Insurance Coverage in North Dakota
Under the federal Mental Health Parity and Addiction Equity Act, most insurance plans in North Dakota must cover substance-use treatment at parity with physical-health benefits.
Aetna · Anthem · Blue Cross Blue Shield · Cigna · Humana · Kaiser Permanente · UnitedHealthcare · Medicare · ND Medicaid · Tricare (military) · VA Community Care
In North Dakota, Medicaid is administered as ND Medicaid. State-licensed facilities are typically required to accept it for substance-use treatment. Verify eligibility at medicaid.gov.
Family Resources & Support in North Dakota
Whether you are the person seeking treatment or the family member supporting them, the recovery process benefits from both sides being informed and connected. Most North Dakota facilities now include structured family programming as part of standard care.
If you are the family member
- Don't go it alone: Local in-person meetings throughout North Dakota via Al-Anon and Nar-Anon.
- Federal explainer: NIDA "Drugs, Brains, and Behavior" — written for families, not clinicians.

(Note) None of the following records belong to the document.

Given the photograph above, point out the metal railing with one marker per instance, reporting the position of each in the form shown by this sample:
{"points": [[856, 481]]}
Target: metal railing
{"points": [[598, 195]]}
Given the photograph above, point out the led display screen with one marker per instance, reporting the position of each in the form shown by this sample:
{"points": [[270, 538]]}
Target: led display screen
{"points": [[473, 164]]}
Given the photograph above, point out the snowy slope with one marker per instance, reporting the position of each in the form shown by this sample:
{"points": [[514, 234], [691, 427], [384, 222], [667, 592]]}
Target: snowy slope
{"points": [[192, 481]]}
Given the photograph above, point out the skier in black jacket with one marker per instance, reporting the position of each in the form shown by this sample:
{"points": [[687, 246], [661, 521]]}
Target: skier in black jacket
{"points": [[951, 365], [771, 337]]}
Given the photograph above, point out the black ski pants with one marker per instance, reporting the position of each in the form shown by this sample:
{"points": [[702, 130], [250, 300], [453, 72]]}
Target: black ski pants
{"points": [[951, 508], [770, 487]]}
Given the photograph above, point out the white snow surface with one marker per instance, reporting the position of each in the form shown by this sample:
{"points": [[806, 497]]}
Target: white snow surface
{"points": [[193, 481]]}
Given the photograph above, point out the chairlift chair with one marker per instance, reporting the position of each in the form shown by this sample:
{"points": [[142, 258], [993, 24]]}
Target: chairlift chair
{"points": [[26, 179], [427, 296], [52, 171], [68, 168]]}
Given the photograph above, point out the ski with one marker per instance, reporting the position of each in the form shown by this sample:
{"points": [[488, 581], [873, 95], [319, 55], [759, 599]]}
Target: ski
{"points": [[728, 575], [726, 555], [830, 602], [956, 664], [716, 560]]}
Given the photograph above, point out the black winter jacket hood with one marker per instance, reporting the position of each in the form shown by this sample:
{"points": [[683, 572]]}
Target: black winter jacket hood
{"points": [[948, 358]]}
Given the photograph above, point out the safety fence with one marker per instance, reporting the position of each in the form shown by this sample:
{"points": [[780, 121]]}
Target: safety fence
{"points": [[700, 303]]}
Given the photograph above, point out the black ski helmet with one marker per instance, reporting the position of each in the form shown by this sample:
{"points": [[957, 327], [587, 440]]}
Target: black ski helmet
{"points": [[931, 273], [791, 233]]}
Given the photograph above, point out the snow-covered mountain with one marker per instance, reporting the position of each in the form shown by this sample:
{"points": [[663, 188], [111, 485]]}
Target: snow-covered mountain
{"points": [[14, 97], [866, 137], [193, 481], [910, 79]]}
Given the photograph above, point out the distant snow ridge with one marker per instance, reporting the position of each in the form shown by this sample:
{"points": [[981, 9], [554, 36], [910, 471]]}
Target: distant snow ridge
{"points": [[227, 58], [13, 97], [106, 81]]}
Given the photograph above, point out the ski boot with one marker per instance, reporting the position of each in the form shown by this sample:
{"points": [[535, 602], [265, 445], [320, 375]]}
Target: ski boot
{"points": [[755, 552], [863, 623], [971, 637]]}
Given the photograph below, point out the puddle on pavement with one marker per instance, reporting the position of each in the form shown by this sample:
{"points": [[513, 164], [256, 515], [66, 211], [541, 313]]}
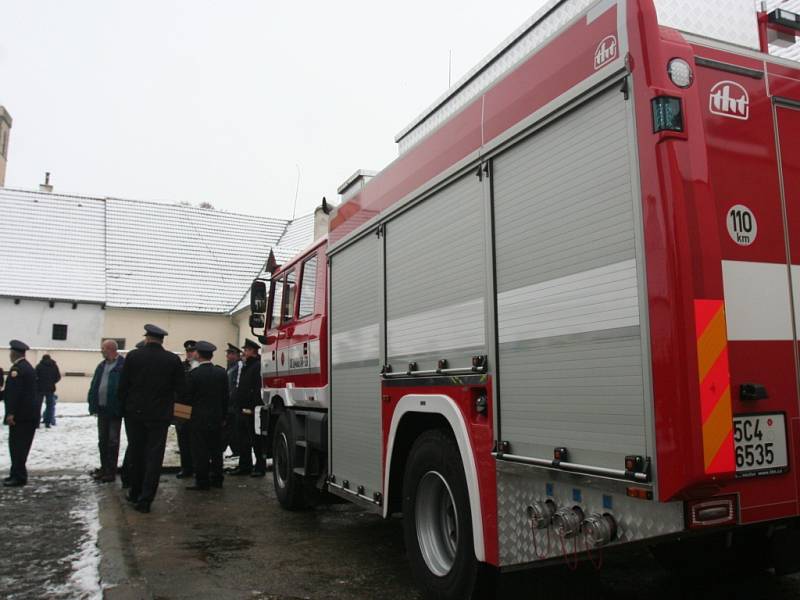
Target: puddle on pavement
{"points": [[215, 550]]}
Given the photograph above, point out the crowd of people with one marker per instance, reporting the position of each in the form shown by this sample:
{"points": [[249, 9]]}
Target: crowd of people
{"points": [[147, 390]]}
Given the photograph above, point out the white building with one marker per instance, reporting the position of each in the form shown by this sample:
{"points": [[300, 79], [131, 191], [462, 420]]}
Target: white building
{"points": [[77, 270]]}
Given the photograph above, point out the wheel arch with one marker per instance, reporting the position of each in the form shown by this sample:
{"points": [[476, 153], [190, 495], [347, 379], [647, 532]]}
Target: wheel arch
{"points": [[414, 414]]}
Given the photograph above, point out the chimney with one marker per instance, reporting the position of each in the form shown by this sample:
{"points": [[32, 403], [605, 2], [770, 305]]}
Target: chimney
{"points": [[46, 187], [5, 133], [355, 183], [322, 216]]}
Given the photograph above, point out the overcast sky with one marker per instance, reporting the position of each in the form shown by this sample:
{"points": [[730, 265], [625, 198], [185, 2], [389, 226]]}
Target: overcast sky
{"points": [[220, 102]]}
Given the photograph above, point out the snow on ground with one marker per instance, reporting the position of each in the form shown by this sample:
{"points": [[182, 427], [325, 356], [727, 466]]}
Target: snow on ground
{"points": [[71, 445], [84, 578]]}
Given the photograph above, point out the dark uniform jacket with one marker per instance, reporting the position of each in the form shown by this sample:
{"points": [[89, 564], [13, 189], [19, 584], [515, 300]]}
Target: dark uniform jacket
{"points": [[20, 395], [233, 378], [207, 393], [248, 394], [47, 376], [152, 378]]}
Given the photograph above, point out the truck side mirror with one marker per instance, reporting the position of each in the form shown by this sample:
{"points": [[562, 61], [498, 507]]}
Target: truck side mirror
{"points": [[258, 299]]}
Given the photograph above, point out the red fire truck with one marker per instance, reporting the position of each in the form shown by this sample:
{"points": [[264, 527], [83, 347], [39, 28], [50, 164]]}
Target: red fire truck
{"points": [[565, 318]]}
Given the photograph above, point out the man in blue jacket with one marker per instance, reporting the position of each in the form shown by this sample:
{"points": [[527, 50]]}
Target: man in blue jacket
{"points": [[23, 410], [104, 402]]}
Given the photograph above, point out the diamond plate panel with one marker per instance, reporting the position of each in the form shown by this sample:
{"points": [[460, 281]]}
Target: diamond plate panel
{"points": [[518, 486], [732, 21]]}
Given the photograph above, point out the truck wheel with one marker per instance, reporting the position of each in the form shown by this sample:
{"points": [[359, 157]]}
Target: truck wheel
{"points": [[288, 486], [436, 520]]}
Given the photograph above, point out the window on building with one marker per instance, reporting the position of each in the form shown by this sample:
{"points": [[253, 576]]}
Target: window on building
{"points": [[308, 288], [289, 296], [277, 297]]}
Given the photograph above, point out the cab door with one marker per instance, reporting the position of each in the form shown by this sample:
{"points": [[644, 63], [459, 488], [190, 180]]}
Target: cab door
{"points": [[269, 368], [301, 344], [286, 326]]}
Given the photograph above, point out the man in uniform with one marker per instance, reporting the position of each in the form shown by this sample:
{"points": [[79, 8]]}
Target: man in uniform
{"points": [[23, 410], [246, 398], [183, 429], [207, 394], [151, 380], [229, 434]]}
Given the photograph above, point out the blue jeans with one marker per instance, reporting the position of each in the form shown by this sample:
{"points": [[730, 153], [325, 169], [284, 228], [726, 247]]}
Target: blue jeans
{"points": [[49, 416]]}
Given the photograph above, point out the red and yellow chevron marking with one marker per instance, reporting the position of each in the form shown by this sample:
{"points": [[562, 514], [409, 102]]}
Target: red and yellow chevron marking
{"points": [[715, 386]]}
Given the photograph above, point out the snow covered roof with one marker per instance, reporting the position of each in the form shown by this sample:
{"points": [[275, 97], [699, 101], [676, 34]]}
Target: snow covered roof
{"points": [[52, 246], [298, 236], [135, 254]]}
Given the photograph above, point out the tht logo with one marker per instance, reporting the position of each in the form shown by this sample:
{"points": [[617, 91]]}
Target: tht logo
{"points": [[606, 52], [729, 99]]}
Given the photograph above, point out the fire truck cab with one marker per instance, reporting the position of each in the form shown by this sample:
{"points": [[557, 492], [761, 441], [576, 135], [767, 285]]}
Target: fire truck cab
{"points": [[565, 317]]}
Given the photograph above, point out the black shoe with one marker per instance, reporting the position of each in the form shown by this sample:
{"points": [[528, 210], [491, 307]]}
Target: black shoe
{"points": [[240, 472]]}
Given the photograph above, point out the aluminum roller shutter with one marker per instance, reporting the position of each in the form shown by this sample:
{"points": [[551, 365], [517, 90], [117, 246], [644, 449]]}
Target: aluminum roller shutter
{"points": [[355, 385], [570, 352], [436, 279]]}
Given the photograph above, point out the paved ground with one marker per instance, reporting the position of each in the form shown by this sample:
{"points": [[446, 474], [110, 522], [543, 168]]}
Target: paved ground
{"points": [[237, 543], [62, 534]]}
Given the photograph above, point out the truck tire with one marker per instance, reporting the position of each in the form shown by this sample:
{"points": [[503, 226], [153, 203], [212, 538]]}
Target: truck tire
{"points": [[288, 486], [437, 522]]}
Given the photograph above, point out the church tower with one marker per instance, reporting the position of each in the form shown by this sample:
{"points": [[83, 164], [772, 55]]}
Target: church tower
{"points": [[5, 133]]}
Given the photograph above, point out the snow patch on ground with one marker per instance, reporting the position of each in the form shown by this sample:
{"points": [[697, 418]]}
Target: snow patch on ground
{"points": [[71, 445], [84, 581]]}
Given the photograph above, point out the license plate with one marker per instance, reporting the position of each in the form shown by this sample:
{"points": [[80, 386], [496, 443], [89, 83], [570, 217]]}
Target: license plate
{"points": [[760, 444]]}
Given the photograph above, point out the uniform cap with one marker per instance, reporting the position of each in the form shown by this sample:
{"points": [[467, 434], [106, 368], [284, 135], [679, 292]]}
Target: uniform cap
{"points": [[18, 346], [154, 331], [203, 346]]}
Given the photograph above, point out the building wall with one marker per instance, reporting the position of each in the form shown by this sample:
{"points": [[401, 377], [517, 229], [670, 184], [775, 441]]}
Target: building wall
{"points": [[128, 324], [32, 322]]}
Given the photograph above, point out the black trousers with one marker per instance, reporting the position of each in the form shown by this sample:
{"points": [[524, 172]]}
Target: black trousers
{"points": [[108, 429], [250, 444], [146, 443], [230, 434], [185, 446], [207, 454], [20, 438]]}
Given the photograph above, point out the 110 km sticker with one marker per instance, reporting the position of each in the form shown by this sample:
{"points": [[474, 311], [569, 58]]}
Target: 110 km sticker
{"points": [[742, 225]]}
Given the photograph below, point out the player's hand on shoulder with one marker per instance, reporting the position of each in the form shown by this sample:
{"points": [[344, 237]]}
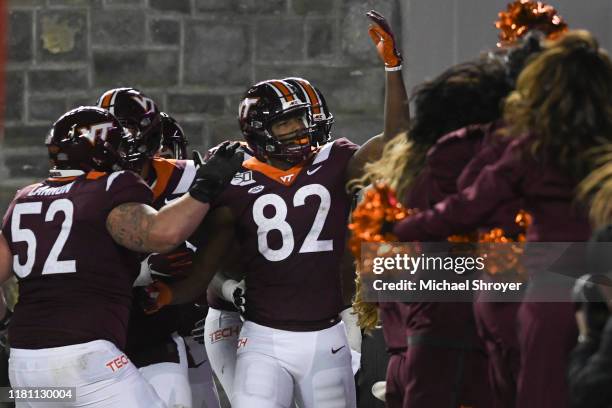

Free to download.
- Modern family approach: CRAFT (Community Reinforcement and Family Training) is the research-backed model that replaces classic interventions with reinforcement.
- Anticipate, don't catastrophize: Relapse is common in early recovery. The family that has a re-engagement plan before it happens responds better than the one that doesn't.
Specialized Programs for Specific Populations in North Dakota
Whether the patient is a teenager, a returning veteran, a healthcare professional, or someone managing a co-occurring mental-health diagnosis, North Dakota facilities increasingly offer matched programming designed for that demographic.
Women's programs
Trauma-informed care, pregnancy-aware medical management, parenting groups.
Men's programs
Emotion-regulation focus, anger management, fatherhood support, identity processing.
Adolescents (13–17)
School integration, family therapy required, lower-intensity longer-duration models.
Veterans
Combat-trauma-aware programming, VA Community Care eligibility, military culture competence.
LGBTQ+
Identity-affirming therapy, anti-discrimination policies, family-of-choice integration.
Dual diagnosis
Psychiatry on staff, integrated treatment of depression/anxiety/PTSD/bipolar alongside substance use.
Healthcare professionals
Nursing/physician recovery monitoring, confidential reporting, return-to-practice protocols.
Seniors (65+)
Late-onset alcohol-use disorder, polypharmacy concerns, age-appropriate group composition.
Sources & Authority References
All statistics and policy claims sourced from federal-government and peer-reviewed agencies. Last verified May 2026.
- SAMHSA Treatment Locator — federal directory of licensed substance-use-treatment facilities.
- CDC WONDER Database — state-level overdose mortality (North Dakota: 32.6/100k).
- CMS — Mental Health Parity Act.
- NIDA — Principles of Drug Addiction Treatment.
- ASAM Criteria.
- Medicaid.gov — Behavioral Health Services.